Philipp von Roth, Matthew P Abdel, W Scott Harmsen, Daniel J Berry
Clinical Orthopaedics and related Research 2015, 473 (11): 3595-9

BACKGROUND: Displaced femoral neck fractures frequently are treated with bipolar hemiarthroplasties. Despite the frequency with which bipolar hemiarthroplasty is used to treat these fractures, there are few long-term data.

QUESTIONS/PURPOSES: We sought to evaluate (1) the cumulative incidence of revision for any reason of bipolar hemiarthroplasties at 20 years, and the proportion of patients who lived more than 20 years who still have the prosthesis in situ from the index arthroplasty, (2) the cumulative incidence of aseptic loosening at 20 years, and (3) the Harris hip score of the surviving patients at long term.

METHODS: We performed 376 cemented bipolar hemiarthroplasties for displaced femoral neck fractures in 359 patients between 1976 and 1985. At a minimum of followup of 20 years (mean, 24 years; range, 20-31 years), 339 of 359 patients (94%) were deceased, leaving 20 patients in the study group.
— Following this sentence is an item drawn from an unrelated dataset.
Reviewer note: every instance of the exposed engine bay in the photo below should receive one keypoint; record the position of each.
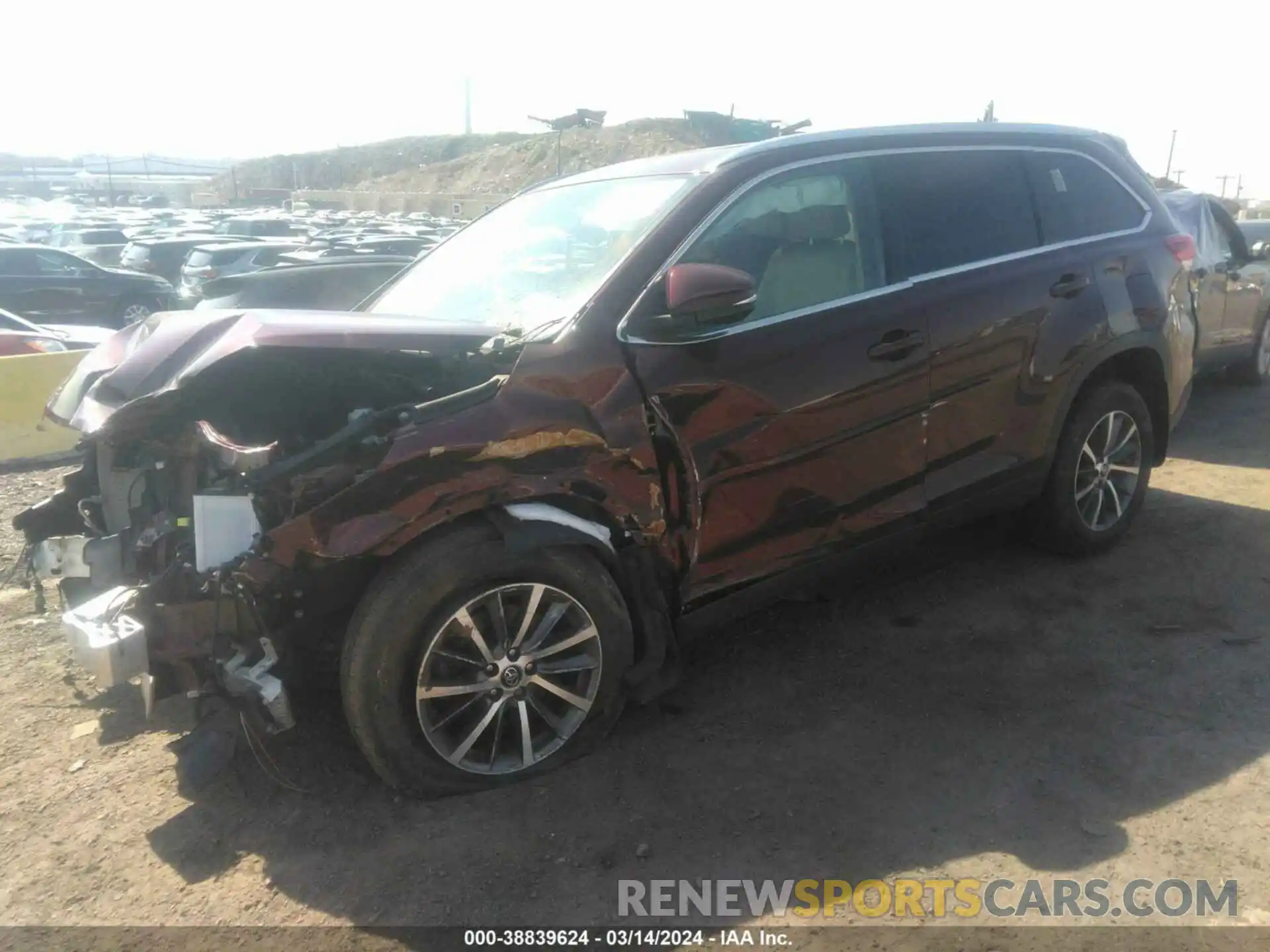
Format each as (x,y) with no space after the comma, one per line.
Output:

Of those, one patient was confirmed to be lost to followup and two others had radiographic followup only. Three hundred fifty-nine patients (99.2%) (376 of the original 379 hips) were followed until death, revision of the hemiarthroplasty, or for at least 20 years (of clinical followup). Bipolar hemiarthroplasty was performed for displaced femoral neck fractures. Cemented fixation was the standard of care between 1976 and 1985 at our institution. The mean age of the patients at the time of surgery was 79 years (range, 60-99 years). The cumulative incidence of revision, estimated with death as a competing risk, and radiographs were evaluated for signs of aseptic loosening by a surgeon not involved in the clinical care of the patients. Clinical function was evaluated with the Harris hip score. The mean age of the patients at the time of surgery was 79 years.
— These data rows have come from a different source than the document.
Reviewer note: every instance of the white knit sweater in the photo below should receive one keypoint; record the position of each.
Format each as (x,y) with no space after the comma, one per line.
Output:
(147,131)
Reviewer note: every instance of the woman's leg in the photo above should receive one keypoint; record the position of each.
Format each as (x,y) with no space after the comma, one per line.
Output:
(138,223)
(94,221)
RESULTS: The 20-year cumulative incidence of revision for any reason was 3.5% (95% CI, 1.6%-5.3%). Of the 20 patients who survived more than 20 years, seven had the implant intact. The 20-year cumulative incidence of revision for aseptic loosening was 1.4% (95% CI, 0.2%-2.6%). The mean Harris hip score in patients who were still living and patient who did not have revision surgery was 63 ± 22, however 13 of the 20 patients had undergone revision surgery.

CONCLUSIONS: The long-term survivorship of bipolar hemiarthroplasty prostheses used to treat displaced femoral neck fractures in the elderly was high, and the procedure can be considered definitive for the majority of elderly patients with a femoral neck fracture. In this series, 6% (20 patients, 339 of 359) of the patients survived more than 20 years after treatment of a femoral neck fracture with a bipolar hemiarthroplasty. Of those, 35% (seven of 20) survived with their index prosthesis in situ.

LEVEL OF EVIDENCE: Level IV, therapeutic study.